Des salariés retraités appelés à la rescousse
La famille Schahl, propriétaire et gérante, a été obligée de faire appel à d’anciens salariés. Trois retraités sont revenus prêter main forte et les anciens patrons, qui avaient passé le flambeau à leur fille, travaillent désormais à nouveau à temps plein. Geneviève en salle, Bernard en cuisine. À 73 ans, ce dernier s’active pour sauver le restaurant : « Sans les retraités, on aurait pu fermer boutique », affirme-t-il.
La Fischhutte cherche quatre, voire cinq collaborateurs depuis plusieurs mois. « Nous sommes à la campagne, dans un coin reculé, c’est encore plus compliqué qu’en ville parce que si vous n’habitez pas dans les parages, vous êtes obligés de faire de la route plusieurs fois par jour, poursuit Bernard Schahl. Vous ne profitez pas de la coupure entre les services du midi et du soir. »
À La Couronne, à Scherwiller, Didier Roeckel est face aux mêmes difficultés. Son restaurant est l’un des rares à la campagne à ouvrir sept jours sur sept, midi et soir. Mais pour cela, le patron a besoin d’une équipe étoffée, or depuis quelques mois, impossible d’être au complet. « Des employés sont partis faire de l’intérim et bossent à l’usine, d’autres préfèrent rester chez eux », déplore le patron, qui aimerait recruter quatre personnes en salle et une en cuisine.
Capacité réduite voire fermeture
« On parle beaucoup en ce moment de la contrainte du travail le dimanche, mais chez nous, elle est prise en compte depuis longtemps, insiste-t-il. En 2000, j’ai mis en place un roulement particulier : les employés travaillent trois jours, puis sont en repos deux jours et ainsi de suite. Ce qui fait qu’ils ont chacun au moins un samedi-dimanche de libre par mois ».

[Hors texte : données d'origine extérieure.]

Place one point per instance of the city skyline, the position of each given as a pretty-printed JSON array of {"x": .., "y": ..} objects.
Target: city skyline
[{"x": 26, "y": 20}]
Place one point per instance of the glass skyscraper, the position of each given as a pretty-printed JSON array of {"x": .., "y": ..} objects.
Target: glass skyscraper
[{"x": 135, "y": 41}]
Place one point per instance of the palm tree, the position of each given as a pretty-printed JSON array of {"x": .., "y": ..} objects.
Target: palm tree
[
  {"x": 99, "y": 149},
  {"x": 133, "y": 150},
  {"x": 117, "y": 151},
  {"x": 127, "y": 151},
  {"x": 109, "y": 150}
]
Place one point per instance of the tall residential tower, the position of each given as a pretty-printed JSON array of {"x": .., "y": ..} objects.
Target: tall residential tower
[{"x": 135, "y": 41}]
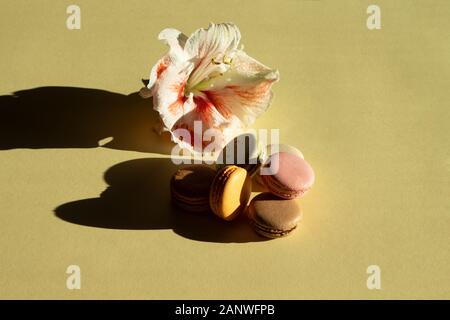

Rien n’y fait, la crise sanitaire a souvent servi de déclic et poussé les collaborateurs à changer de voie. En novembre, La Couronne a ainsi dû fermer ses portes, un jour par-ci, un jour par-là. Et en ce moment, elle n’accepte aucune réservation de groupes. Certaines salles ne sont pas ouvertes. L’adaptation est permanente : « À chaque service, je travaille en fonction du personnel opérationnel, plus en fonction des réservations », affirme encore Didier Roeckel.
Ce genre de situations est vécu dans de très nombreux établissements. Les patrons regrettent que « certains touchent trop d'aides en restant à la maison. Forcément, ça ne donne pas envie d'aller travailler ».
Le salaire, "un faux procès"
Mettre la faute sur le salaire est un faux procès selon eux. Ce serait plutôt « une question de volonté, de mentalité, d’ambition ». N’empêche que début janvier, patronat et syndicats ont signé un accord sur une hausse des salaires : il prévoit une rémunération minimum supérieure de 5 % au Smic et une augmentation moyenne de 16 % de l'ensemble de la grille actuelle des salaires.
« En Alsace, nous sommes déjà au-dessus dans une grande majorité des cas, assure Roger Sengel, président de l'Union des métiers et des Industries de l'Hôtellerie (Umih) du Bas-Rhin. Pour lui, mieux payer les collaborateurs est tout simplement impossible pour de nombreux restaurants.
« Les salaires représentent 30 à 45 %, parfois même 50 %, du chiffre d’affaires d’un restaurant, indique-t-il. Ajoutez à cela la marchandise à acheter, l’accueil des clients, les taxes à payer à l’Etat… C’est énorme. Il faut bien que quelqu’un paye tout cela. Et c’est le client qui est au bout de la chaîne. Vous imaginez le nombre de plats du jour à six, sept, huit, neuf euros qu’il faut vendre pour s’en sortir ? Je ne suis pas sûre que le client est prêt à payer plus ».
Il estime que l’une des pistes de réflexion est d’aider les patrons à mieux organiser la journée de travail de leurs salariés pour être plus attractifs : faire venir le pâtissier plus tard, par exemple. 80 % des établissements alsaciens fonctionneraient avec moins de dix collaborateurs. « Il n’y a pas de service RH, à l’Umih on essaye de les aider sur tout ça ».
Plus que jamais, le secteur doit se réinventer. Les patrons de restaurant veulent se défaire de l’image souvent négative qui leur colle à la peau et montrer que l’époque des chefs « gueulards » est révolue. Pour eux, l’avenir dépend de la formation : ils espèrent attirer des jeunes motivés et passionnés, encore trop souvent dissuadés de s’engager dans cette voie lorsqu’ils ont la capacité de faire des études alors que d’autres sont envoyés par défaut vers la restauration.